Questa notte, tutto il mondo (chi ha potuto) ha assistito con grande interesse alle elezioni americane, per le ovvie ricadute locali nell’era della globalizzazione. Ma per un Paese in particolare il risultato elettorale americano era una questione di vita o di morte: l’Ucraina.

Attaccando con Kiev l’“ordine globale” vigente, Putin aveva scommesso – più che sulle sue armate – sulla scarsa volontà dell’Occidente di difendere i principi su cui esso stesso si fonda. Codificati – dopo la Seconda guerra mondiale – a Norimberga, nella dichiarazione universale dei diritti dell’Uomo, nel diritto penale internazionale, nelle istituzioni delle Nazioni Unite, della Banca Mondiale, del Wto, dell’Ocse e di altri organismi di cooperazione internazionale. Principi, peraltro, spesso violati dai repubblicani americani (Bush jr. in Iraq, ecc).

Con il successo di Trump, Putin ha vinto la sua prima scommessa: a fine gennaio gli Stati Uniti verosimilmente ritireranno il loro sostegno economico e militare all’Ucraina invasa, colpita, torturata ma finora solo in parte sottomessa.

Biden si è premurato di lasciare in eredità agli ucraini un po’ di soldi e di armi. Ma l’ascesa a Washington di un fervente ammiratore di Putin si farà sentire subito al fronte, attraverso il meccanismo potente delle aspettative. La prevista interruzione degli aiuti, infatti, potrebbe facilmente demoralizzare gli ucraini, determinandone il rapido crollo. È già successo in Afghanistan pochi anni fa, quando la notizia di un futuro disimpegno americano determinò il rapido crollo dell’esercito alleato locale e, a seguire, la fuga ignominiosa degli americani.
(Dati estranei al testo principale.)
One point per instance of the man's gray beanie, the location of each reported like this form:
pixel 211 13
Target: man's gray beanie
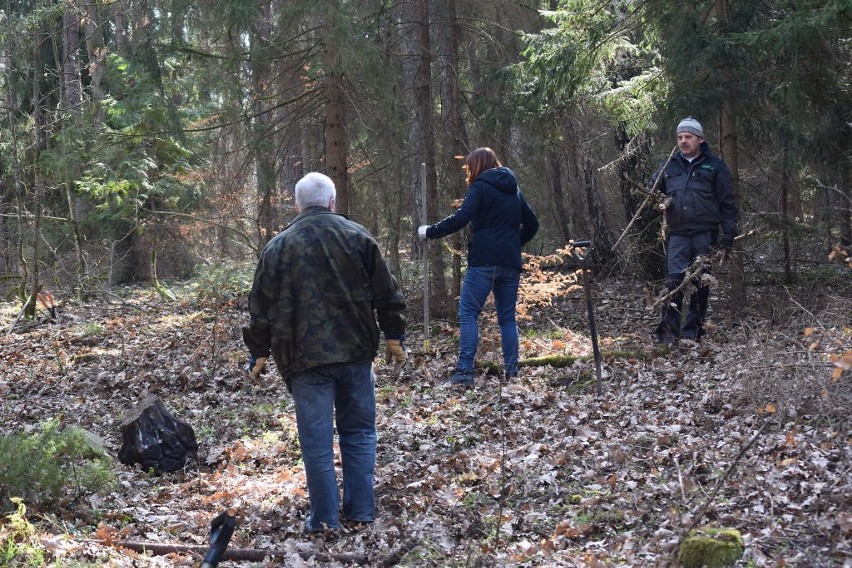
pixel 689 124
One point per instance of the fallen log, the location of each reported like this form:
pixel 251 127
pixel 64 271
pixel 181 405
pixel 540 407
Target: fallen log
pixel 237 554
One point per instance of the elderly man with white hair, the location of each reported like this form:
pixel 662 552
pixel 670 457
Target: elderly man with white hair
pixel 319 289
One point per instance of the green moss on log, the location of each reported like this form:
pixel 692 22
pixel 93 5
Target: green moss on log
pixel 711 547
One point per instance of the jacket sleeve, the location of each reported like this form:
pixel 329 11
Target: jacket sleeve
pixel 727 199
pixel 529 222
pixel 661 186
pixel 462 216
pixel 388 300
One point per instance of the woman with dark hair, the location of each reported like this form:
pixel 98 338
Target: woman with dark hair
pixel 501 222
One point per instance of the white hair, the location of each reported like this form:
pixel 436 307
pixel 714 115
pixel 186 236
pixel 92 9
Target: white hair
pixel 315 189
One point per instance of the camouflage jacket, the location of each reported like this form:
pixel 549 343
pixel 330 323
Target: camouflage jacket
pixel 318 290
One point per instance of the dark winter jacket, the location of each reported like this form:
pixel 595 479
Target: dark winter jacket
pixel 318 289
pixel 501 220
pixel 701 193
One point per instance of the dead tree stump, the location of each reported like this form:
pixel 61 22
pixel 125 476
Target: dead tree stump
pixel 155 439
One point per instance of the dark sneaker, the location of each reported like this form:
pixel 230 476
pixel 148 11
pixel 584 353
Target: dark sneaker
pixel 693 334
pixel 665 338
pixel 462 378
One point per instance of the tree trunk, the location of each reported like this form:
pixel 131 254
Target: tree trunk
pixel 39 145
pixel 729 153
pixel 335 117
pixel 97 59
pixel 264 153
pixel 557 195
pixel 785 216
pixel 453 124
pixel 72 94
pixel 414 32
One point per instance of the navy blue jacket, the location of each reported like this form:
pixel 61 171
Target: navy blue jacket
pixel 702 196
pixel 501 220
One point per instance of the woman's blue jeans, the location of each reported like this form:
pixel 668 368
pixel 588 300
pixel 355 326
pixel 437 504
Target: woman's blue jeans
pixel 344 394
pixel 479 281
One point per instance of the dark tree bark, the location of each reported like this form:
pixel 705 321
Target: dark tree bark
pixel 414 32
pixel 729 153
pixel 336 149
pixel 155 439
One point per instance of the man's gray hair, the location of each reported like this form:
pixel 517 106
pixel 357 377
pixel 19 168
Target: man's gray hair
pixel 315 189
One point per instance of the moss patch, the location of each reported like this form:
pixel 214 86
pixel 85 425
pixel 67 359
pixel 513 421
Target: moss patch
pixel 711 547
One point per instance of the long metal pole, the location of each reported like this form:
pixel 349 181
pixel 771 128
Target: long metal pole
pixel 427 333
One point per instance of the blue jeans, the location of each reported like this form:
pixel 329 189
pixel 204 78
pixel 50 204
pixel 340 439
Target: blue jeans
pixel 479 281
pixel 682 250
pixel 345 394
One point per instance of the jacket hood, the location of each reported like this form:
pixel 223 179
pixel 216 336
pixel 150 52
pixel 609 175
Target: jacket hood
pixel 502 178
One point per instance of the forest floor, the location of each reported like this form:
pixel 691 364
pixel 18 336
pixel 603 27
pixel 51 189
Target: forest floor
pixel 749 429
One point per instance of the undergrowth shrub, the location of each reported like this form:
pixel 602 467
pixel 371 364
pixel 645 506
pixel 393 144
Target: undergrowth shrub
pixel 51 467
pixel 18 542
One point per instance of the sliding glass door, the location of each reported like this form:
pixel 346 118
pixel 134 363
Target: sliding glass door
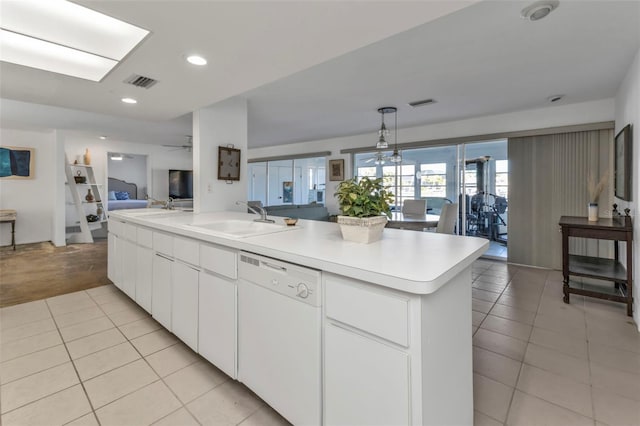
pixel 474 175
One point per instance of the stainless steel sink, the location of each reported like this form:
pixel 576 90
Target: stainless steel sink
pixel 234 228
pixel 150 212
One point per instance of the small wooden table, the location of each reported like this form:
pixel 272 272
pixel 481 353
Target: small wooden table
pixel 415 222
pixel 9 216
pixel 618 228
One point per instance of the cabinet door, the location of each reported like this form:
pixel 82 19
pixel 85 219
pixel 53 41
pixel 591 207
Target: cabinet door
pixel 184 304
pixel 144 273
pixel 161 294
pixel 366 382
pixel 111 257
pixel 117 255
pixel 216 331
pixel 129 268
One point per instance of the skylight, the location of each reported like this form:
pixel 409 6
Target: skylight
pixel 64 37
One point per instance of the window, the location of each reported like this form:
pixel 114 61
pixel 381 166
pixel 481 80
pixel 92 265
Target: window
pixel 433 180
pixel 296 181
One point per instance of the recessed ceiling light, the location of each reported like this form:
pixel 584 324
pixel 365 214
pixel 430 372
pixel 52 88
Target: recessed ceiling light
pixel 72 46
pixel 196 60
pixel 423 102
pixel 539 10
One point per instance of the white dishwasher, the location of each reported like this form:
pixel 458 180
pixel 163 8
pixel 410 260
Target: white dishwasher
pixel 279 336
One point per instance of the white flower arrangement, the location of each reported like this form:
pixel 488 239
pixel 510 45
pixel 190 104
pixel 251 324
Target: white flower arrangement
pixel 596 189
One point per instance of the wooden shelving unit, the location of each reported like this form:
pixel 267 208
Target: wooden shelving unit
pixel 618 228
pixel 83 207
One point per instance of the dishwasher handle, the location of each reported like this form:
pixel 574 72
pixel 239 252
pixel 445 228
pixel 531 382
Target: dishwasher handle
pixel 274 266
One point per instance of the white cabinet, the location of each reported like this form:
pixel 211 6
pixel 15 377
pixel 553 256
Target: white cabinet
pixel 184 304
pixel 130 266
pixel 161 293
pixel 217 315
pixel 366 382
pixel 144 277
pixel 111 257
pixel 367 359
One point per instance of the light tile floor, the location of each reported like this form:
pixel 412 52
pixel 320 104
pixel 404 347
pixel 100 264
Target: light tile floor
pixel 94 357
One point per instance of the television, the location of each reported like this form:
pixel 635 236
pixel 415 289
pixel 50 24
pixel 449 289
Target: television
pixel 181 184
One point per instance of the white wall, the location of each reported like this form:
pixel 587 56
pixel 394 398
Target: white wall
pixel 219 125
pixel 627 108
pixel 552 116
pixel 33 199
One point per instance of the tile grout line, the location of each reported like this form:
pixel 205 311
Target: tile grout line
pixel 93 411
pixel 61 390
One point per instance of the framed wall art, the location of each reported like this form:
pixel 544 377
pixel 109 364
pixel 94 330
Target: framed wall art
pixel 228 163
pixel 623 161
pixel 336 170
pixel 16 162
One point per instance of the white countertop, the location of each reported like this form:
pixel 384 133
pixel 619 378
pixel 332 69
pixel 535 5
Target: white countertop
pixel 415 262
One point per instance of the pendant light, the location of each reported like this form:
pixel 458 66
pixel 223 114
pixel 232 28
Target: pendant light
pixel 383 133
pixel 396 157
pixel 379 159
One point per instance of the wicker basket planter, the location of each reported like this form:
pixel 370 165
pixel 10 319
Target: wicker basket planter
pixel 362 229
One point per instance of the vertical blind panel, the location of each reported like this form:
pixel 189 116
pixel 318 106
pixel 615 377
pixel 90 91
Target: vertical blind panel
pixel 548 179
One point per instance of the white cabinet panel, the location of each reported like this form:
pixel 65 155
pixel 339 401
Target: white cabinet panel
pixel 145 237
pixel 111 257
pixel 129 232
pixel 187 250
pixel 144 277
pixel 130 267
pixel 366 382
pixel 219 259
pixel 217 314
pixel 161 294
pixel 184 304
pixel 378 312
pixel 117 257
pixel 163 243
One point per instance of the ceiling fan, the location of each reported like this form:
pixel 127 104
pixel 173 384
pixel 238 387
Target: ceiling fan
pixel 188 146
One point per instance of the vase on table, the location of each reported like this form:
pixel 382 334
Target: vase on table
pixel 593 212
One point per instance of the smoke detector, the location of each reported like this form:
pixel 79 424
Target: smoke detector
pixel 539 10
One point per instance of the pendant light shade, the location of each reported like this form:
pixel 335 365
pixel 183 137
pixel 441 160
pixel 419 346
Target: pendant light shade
pixel 384 133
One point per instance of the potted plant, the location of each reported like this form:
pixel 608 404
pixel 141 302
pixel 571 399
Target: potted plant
pixel 365 208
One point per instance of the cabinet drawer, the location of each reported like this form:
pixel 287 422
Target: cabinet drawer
pixel 115 227
pixel 129 232
pixel 163 243
pixel 372 310
pixel 187 250
pixel 145 237
pixel 219 260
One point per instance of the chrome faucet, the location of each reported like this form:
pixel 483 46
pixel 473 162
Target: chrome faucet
pixel 257 210
pixel 169 204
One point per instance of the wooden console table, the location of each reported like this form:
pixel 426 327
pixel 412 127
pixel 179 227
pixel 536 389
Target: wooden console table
pixel 9 216
pixel 618 228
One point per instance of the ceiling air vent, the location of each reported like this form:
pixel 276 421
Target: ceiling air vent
pixel 422 103
pixel 141 81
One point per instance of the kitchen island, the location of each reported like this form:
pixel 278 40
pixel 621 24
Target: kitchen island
pixel 391 321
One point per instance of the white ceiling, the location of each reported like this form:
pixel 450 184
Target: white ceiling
pixel 317 69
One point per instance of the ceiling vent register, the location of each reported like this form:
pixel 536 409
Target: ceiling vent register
pixel 141 81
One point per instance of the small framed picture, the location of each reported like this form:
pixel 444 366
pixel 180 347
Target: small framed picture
pixel 336 170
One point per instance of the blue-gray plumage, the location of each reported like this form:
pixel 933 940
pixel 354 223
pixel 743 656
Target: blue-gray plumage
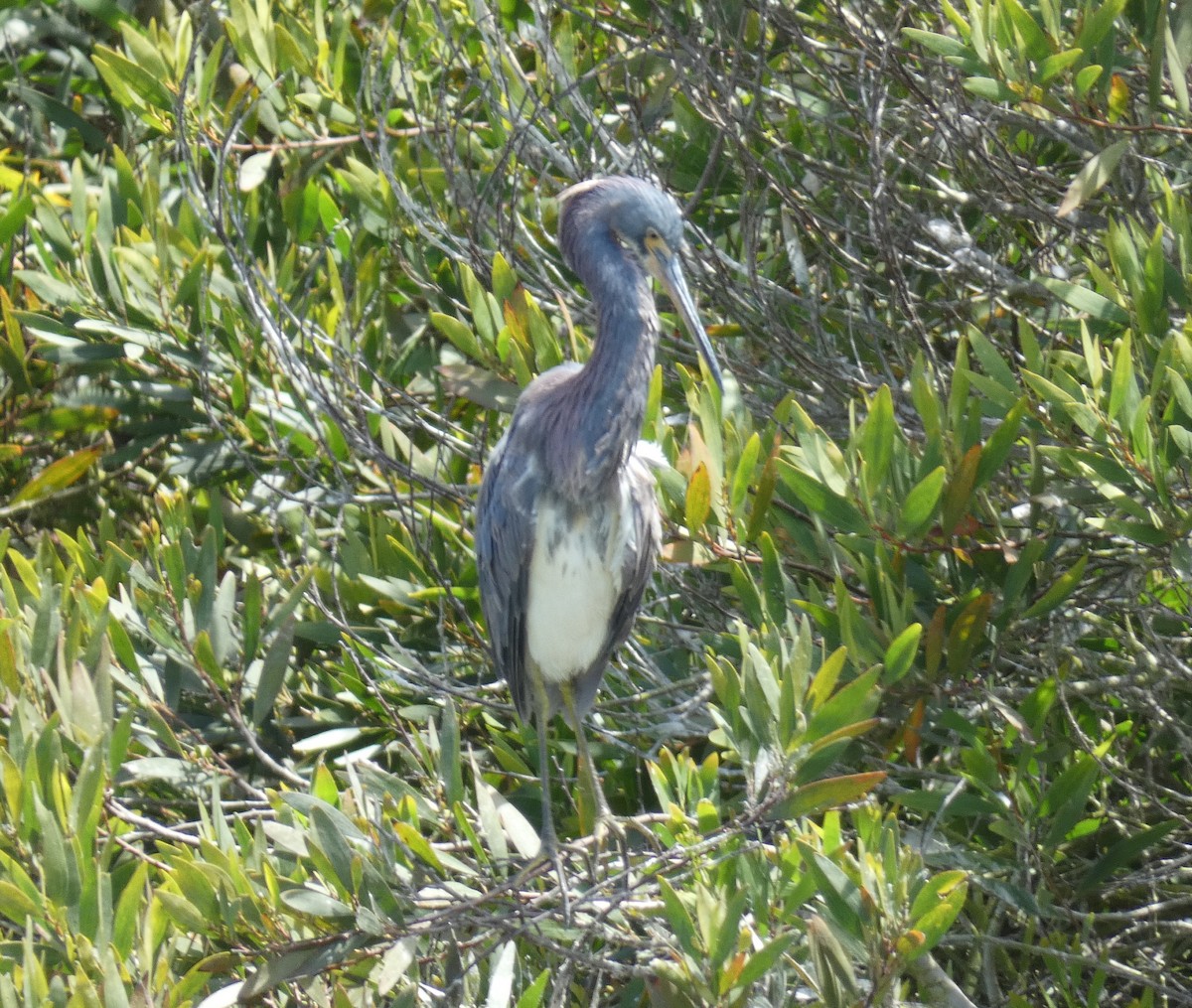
pixel 566 529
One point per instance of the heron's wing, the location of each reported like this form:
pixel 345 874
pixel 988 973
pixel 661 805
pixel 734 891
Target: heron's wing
pixel 505 542
pixel 637 567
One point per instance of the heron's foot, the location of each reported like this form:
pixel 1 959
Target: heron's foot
pixel 549 853
pixel 607 823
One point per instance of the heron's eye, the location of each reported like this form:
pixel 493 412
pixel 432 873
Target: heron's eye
pixel 654 242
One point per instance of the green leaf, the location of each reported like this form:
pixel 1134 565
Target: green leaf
pixel 254 171
pixel 919 507
pixel 1123 853
pixel 744 475
pixel 901 651
pixel 679 920
pixel 996 449
pixel 990 89
pixel 876 440
pixel 826 793
pixel 835 510
pixel 1086 300
pixel 1094 177
pixel 59 476
pixel 459 333
pixel 301 963
pixel 273 672
pixel 1056 64
pixel 698 500
pixel 940 44
pixel 1059 591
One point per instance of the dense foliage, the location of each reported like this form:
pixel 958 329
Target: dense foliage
pixel 907 711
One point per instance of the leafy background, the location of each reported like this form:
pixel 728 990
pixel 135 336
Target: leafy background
pixel 906 713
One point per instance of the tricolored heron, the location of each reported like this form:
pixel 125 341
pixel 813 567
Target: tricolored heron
pixel 566 525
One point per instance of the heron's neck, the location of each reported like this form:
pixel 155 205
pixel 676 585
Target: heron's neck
pixel 613 386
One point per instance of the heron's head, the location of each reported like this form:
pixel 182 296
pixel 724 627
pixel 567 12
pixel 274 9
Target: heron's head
pixel 648 224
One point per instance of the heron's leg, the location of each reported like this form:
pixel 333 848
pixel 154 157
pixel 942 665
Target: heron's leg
pixel 549 839
pixel 606 821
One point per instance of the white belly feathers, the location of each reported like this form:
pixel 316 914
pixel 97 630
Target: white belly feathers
pixel 575 579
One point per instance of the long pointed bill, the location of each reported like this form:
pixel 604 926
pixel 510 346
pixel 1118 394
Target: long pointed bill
pixel 670 275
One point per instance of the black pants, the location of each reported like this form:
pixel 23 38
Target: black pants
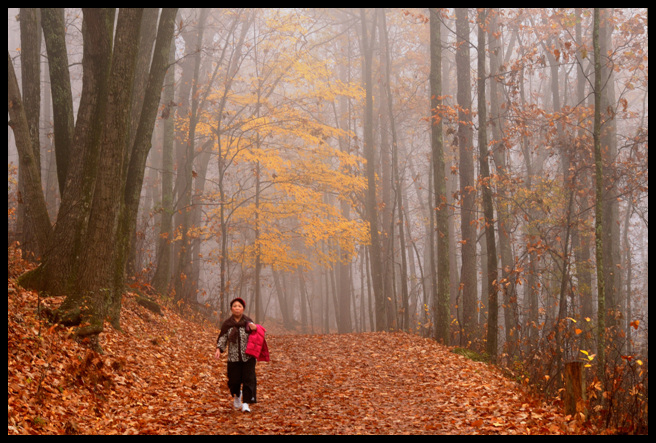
pixel 243 373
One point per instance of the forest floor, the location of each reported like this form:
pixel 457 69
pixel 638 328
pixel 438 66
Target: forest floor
pixel 159 376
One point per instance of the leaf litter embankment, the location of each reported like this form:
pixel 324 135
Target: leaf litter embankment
pixel 158 376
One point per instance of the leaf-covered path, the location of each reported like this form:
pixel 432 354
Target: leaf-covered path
pixel 159 377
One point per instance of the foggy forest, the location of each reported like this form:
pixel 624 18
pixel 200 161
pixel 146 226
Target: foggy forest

Se dunque l’Europa volesse salvare Kiev dovrebbe agire immediatamente, proponendosi in modo credibile al posto degli americani. I quali però non offrivano agli ucraini solo soldi e armi, ma anche un ombrello nucleare basato sulla deterrenza. E questa, contrariamente al flusso di armi e soldi, cesserà improvvisamente il prossimo 20 gennaio, con il passaggio delle consegne da Biden a Trump.

L’Europa avrebbe dunque di fronte un compito estremamente arduo e urgente, che richiederebbe di fare in due mesi quei progressi che per decenni sono mancati, sul coordinamento delle politiche estere e di difesa e sulla messa in comune della sovranità. O almeno, occorrerebbero fantasia e leadership per creare meccanismi istituzionali provvisori/straordinari ma funzionali.

Ma perché mai l’Unione europea dovrebbe difendere l’Ucraina? Le categorie geopolitiche non chiariscono la questione. Come dice Putin, la guerra (mondiale) è fra i sostenitori del vecchio ordine globale (liberale) e i sostenitori del nuovo ordine globale (autoritario). La profonda divisione dell’elettorato americano dimostra che la faglia fra i liberali e gli autoritari attraversa tutte le nazioni. Questa faglia (come altre) in caso di scontro paralizza ed espone le democrazie (per questo Putin le ritiene decadenti), condannando i regimi liberali alla sconfitta.

L’alternativa è una vergognosa resa dell’Europa in Ucraina. Rinunciando a sostenere la parte combattente del movimento liberaldemocratico internazionale, l’Europa invierebbe un chiaro segnale a dei pericolosi clienti: di essere disposta a sottomettersi. E tuttavia, è questa la soluzione di gran lunga più probabile, in base ai vincoli politici correnti e alla storia di promesse occidentali non mantenute degli ultimi secoli – dalle rivoluzioni del 1848 al tradimento della Cecoslovacchia nel 1938, alla ‘drole de guerre’ nel settembre 1939.

La vittoria di Trump accelera la crisi delle democrazie, acutamente percepita da Putin nel suo ormai famoso articolo di geopolitica del 2021 (del quale l’ambasciata russa due settimane fa pubblicizzava una traduzione in italiano). Oggi come allora la politica ‘piccola’ ha tutto l’interesse ad alimentare l’illusione che la pace e la libertà possono essere conservate a buon mercato: il risveglio è quasi sempre duro.